Privilegio artigiano e onere della prova nel concordato
In una recente pronuncia, la Corte d’Appello ha affrontato il tema della prova necessaria per il riconoscimento del privilegio artigiano all’interno di una procedura di concordato preventivo. La questione è di fondamentale importanza per i creditori che, pur essendo stati inizialmente inseriti tra i privilegiati, vedono il proprio rango declassato a chirografario durante la fase di liquidazione.
Il caso: la contestazione del privilegio artigiano
La vicenda trae origine dal ricorso di un fornitore di prodotti legnosi che agiva contro una società in concordato preventivo e il suo liquidatore giudiziale. Il creditore lamentava che il proprio credito, originariamente riconosciuto come assistito da privilegio artigiano, fosse stato arbitrariamente trasformato in credito chirografario dal liquidatore.
Nonostante il fornitore avesse ottenuto un decreto ingiuntivo non opposto, il Tribunale di primo grado aveva respinto la domanda di accertamento del privilegio. Il motivo? La mancanza di prove concrete circa la natura artigiana dell’impresa fornitrice al momento della nascita del credito.
La decisione della Corte d’Appello
La Corte d’Appello ha confermato integralmente la sentenza di primo grado. Il cuore della decisione risiede nel principio secondo cui l’inserimento di un credito nell’elenco dei creditori del concordato non equivale a un riconoscimento definitivo e immutabile del suo rango.
L’omologazione del concordato, infatti, ha una natura prettamente amministrativa e serve a calcolare le maggioranze necessarie per il piano, ma non produce un effetto di “giudicato” (ovvero una verità indiscutibile) sull’esistenza o sulla natura del privilegio. Spetta sempre al creditore dimostrare rigorosamente i presupposti della propria qualifica artigiana in sede di giudizio ordinario.
Implicazioni per i piccoli imprenditori
Questa sentenza chiarisce che non basta dichiararsi artigiani o essere stati considerati tali in una fase preliminare della procedura concorsuale. Per vedersi riconosciuto il privilegio artigiano, è necessario fornire documentazione che provi non solo l’iscrizione all’Albo delle imprese artigiane, ma anche il possesso dei requisiti sostanziali previsti dal codice civile, come la prevalenza del lavoro proprio e dei componenti della famiglia nel processo produttivo.

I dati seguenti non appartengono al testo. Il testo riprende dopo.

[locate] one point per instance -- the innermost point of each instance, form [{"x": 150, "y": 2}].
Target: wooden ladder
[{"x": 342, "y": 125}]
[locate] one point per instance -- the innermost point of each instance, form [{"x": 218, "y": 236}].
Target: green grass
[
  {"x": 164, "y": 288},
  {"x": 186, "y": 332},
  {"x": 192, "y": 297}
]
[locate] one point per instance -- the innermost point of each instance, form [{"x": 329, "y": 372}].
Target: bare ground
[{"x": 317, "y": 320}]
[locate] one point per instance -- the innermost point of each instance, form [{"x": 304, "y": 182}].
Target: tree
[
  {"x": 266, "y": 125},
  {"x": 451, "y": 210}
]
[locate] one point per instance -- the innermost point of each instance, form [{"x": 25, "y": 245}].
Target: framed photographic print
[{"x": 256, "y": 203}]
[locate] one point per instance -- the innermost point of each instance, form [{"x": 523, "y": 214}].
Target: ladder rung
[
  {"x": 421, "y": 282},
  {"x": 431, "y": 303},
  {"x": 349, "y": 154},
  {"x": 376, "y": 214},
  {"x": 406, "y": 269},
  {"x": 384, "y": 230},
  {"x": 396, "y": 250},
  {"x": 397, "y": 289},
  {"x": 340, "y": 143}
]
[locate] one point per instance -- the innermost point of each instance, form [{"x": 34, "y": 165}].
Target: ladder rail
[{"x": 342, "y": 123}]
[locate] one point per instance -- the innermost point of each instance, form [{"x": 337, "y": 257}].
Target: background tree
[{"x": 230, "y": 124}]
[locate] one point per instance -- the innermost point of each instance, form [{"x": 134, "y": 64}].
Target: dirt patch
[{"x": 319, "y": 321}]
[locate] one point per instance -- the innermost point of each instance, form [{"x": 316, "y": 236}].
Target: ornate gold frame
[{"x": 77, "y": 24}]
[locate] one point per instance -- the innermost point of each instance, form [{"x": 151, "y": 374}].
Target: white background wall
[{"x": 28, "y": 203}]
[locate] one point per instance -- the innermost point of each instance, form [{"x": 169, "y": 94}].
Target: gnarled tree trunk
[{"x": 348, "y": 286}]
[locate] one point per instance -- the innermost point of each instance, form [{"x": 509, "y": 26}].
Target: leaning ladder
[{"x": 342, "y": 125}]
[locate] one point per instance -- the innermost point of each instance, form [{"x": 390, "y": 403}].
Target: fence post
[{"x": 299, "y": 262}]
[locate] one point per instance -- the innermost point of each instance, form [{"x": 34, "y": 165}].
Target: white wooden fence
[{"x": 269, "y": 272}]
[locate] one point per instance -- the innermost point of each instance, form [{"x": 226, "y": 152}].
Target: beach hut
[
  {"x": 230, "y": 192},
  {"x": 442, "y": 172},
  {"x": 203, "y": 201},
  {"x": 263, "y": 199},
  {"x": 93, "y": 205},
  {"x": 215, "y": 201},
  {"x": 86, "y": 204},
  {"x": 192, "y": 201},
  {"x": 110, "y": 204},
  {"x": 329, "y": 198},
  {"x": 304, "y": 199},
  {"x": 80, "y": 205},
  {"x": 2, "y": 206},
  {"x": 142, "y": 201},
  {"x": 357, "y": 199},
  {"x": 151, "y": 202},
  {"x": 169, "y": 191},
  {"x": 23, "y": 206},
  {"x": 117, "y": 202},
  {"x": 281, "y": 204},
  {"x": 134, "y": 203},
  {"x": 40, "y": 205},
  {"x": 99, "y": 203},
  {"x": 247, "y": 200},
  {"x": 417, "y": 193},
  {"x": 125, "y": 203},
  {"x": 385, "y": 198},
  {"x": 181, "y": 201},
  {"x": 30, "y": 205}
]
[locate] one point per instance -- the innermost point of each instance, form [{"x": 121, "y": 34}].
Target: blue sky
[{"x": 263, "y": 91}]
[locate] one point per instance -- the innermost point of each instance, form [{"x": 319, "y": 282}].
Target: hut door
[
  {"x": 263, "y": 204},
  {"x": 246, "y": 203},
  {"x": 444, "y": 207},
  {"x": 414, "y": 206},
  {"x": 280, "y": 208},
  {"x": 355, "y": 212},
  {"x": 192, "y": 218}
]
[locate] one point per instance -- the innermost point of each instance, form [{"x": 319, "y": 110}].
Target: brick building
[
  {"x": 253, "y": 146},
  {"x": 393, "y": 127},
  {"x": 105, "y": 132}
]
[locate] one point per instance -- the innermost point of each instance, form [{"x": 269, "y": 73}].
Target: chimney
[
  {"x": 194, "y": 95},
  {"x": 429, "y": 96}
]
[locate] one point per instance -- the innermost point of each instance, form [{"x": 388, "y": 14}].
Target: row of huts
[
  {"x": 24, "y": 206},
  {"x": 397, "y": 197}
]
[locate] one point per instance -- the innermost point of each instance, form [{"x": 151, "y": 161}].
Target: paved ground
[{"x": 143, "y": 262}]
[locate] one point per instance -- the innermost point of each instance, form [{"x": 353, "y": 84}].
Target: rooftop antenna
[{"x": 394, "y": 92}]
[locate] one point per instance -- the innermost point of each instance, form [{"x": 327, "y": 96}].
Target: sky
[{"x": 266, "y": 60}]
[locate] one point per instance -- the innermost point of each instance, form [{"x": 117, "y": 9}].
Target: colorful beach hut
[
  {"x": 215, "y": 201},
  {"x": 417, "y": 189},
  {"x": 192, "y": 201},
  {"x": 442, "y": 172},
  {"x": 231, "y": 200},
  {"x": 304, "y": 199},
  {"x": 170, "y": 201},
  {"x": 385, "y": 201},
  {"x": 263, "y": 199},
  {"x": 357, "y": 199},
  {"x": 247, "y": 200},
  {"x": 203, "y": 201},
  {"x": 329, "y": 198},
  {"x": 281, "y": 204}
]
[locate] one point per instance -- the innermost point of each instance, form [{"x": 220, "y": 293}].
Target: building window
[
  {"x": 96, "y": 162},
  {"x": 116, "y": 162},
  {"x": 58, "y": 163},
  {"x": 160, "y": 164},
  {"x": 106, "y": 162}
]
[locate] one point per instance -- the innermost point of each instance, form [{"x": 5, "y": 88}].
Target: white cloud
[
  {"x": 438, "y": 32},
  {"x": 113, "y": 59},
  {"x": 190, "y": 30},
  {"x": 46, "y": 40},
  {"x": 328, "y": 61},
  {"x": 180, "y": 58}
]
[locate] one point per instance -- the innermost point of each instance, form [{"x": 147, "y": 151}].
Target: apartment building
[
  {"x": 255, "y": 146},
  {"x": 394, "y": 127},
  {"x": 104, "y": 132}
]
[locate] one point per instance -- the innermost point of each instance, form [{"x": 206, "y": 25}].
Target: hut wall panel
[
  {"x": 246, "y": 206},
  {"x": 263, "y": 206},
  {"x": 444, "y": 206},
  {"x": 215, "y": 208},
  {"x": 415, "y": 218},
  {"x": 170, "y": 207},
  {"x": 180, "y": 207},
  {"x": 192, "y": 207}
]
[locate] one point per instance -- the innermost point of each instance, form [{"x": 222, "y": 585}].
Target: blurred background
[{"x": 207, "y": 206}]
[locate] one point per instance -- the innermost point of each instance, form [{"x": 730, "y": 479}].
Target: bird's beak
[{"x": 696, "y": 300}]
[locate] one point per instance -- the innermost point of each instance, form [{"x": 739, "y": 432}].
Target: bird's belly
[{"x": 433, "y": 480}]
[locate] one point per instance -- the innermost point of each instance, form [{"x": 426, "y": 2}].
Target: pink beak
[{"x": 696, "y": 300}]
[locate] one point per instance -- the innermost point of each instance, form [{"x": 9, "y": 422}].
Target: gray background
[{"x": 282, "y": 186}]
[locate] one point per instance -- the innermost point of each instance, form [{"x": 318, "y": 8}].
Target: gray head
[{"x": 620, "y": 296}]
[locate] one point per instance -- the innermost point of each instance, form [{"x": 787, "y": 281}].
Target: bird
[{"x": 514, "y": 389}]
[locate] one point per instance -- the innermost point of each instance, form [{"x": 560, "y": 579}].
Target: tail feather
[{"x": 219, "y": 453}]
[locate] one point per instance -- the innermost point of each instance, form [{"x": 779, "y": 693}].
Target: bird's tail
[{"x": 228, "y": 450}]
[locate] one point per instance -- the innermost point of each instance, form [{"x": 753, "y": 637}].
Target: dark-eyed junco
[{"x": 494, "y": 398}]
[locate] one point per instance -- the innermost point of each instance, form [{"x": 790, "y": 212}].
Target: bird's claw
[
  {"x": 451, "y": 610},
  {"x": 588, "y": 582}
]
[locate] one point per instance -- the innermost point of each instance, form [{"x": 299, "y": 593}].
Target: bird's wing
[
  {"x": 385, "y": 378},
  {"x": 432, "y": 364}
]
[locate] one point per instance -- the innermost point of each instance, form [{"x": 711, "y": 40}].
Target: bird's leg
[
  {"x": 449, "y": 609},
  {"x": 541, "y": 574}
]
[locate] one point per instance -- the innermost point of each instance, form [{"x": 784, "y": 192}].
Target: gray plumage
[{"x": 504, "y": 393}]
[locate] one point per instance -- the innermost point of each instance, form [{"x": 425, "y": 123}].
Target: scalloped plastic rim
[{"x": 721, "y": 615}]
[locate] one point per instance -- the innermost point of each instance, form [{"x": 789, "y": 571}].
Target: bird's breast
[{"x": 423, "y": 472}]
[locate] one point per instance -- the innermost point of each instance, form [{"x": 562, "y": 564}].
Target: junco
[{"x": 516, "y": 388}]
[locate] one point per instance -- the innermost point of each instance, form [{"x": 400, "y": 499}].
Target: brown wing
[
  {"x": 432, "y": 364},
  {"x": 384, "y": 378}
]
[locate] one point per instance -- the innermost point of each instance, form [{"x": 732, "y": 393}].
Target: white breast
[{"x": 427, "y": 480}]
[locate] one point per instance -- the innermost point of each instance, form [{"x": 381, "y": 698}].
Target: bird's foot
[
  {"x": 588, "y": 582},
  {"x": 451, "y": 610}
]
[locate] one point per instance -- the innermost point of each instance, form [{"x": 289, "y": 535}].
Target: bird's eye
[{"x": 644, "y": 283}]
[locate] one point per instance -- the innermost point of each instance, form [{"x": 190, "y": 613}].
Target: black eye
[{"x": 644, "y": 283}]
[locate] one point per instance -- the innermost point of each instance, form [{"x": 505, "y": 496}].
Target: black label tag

Inoltre, la Corte ha specificato che il liquidatore giudiziale ha il potere-dovere di verificare i titoli di prelazione e di declassare i crediti se la prova fornita dal creditore è insufficiente o mancante.
Le motivazioni
La Corte ha fondato la propria decisione sulla corretta interpretazione dell’art. 2697 c.c. relativo all’onere della prova. Poiché il privilegio costituisce un’eccezione alla regola generale della parità di trattamento tra i creditori (par condicio creditorum), chi lo invoca deve dimostrarlo in modo inequivocabile. La giurisprudenza di legittimità citata conferma che l’omologazione del concordato non preclude la contestazione del rango del credito in sede ordinaria. Il creditore, nel caso di specie, non aveva depositato l’iscrizione all’albo né dimostrato i requisiti di cui all’art. 2083 c.c., rendendo inevitabile il rigetto dell’appello.
Le conclusioni
In conclusione, l’appello è stato respinto con la conferma della sentenza del Tribunale di Pavia. Il creditore è stato condannato al pagamento delle spese di lite del secondo grado, liquidate secondo i parametri medi per le cause di valore analogo. La sentenza ribadisce l’autonomia del giudizio di accertamento ordinario rispetto alle risultanze amministrative del concordato preventivo, ponendo a carico del creditore un rigoroso onere probatorio per la tutela del proprio credito privilegiato.
Come si prova il privilegio artigiano in una procedura concorsuale?
Il creditore deve dimostrare sia il requisito formale dell’iscrizione all’albo delle imprese artigiane, sia i requisiti sostanziali previsti dall’articolo 2083 del codice civile.
Il liquidatore giudiziale può declassare un credito da privilegiato a chirografario?
Sì, il liquidatore ha il potere di verificare i titoli di prelazione e può declassare il credito se il creditore non fornisce prove sufficienti sulla natura privilegiata del debito.
L’omologazione del concordato rende definitivo il rango di un credito?
No, l’omologazione non crea un giudicato sul rango del credito ma ha finalità amministrative; il rango può quindi essere contestato e accertato in un giudizio ordinario.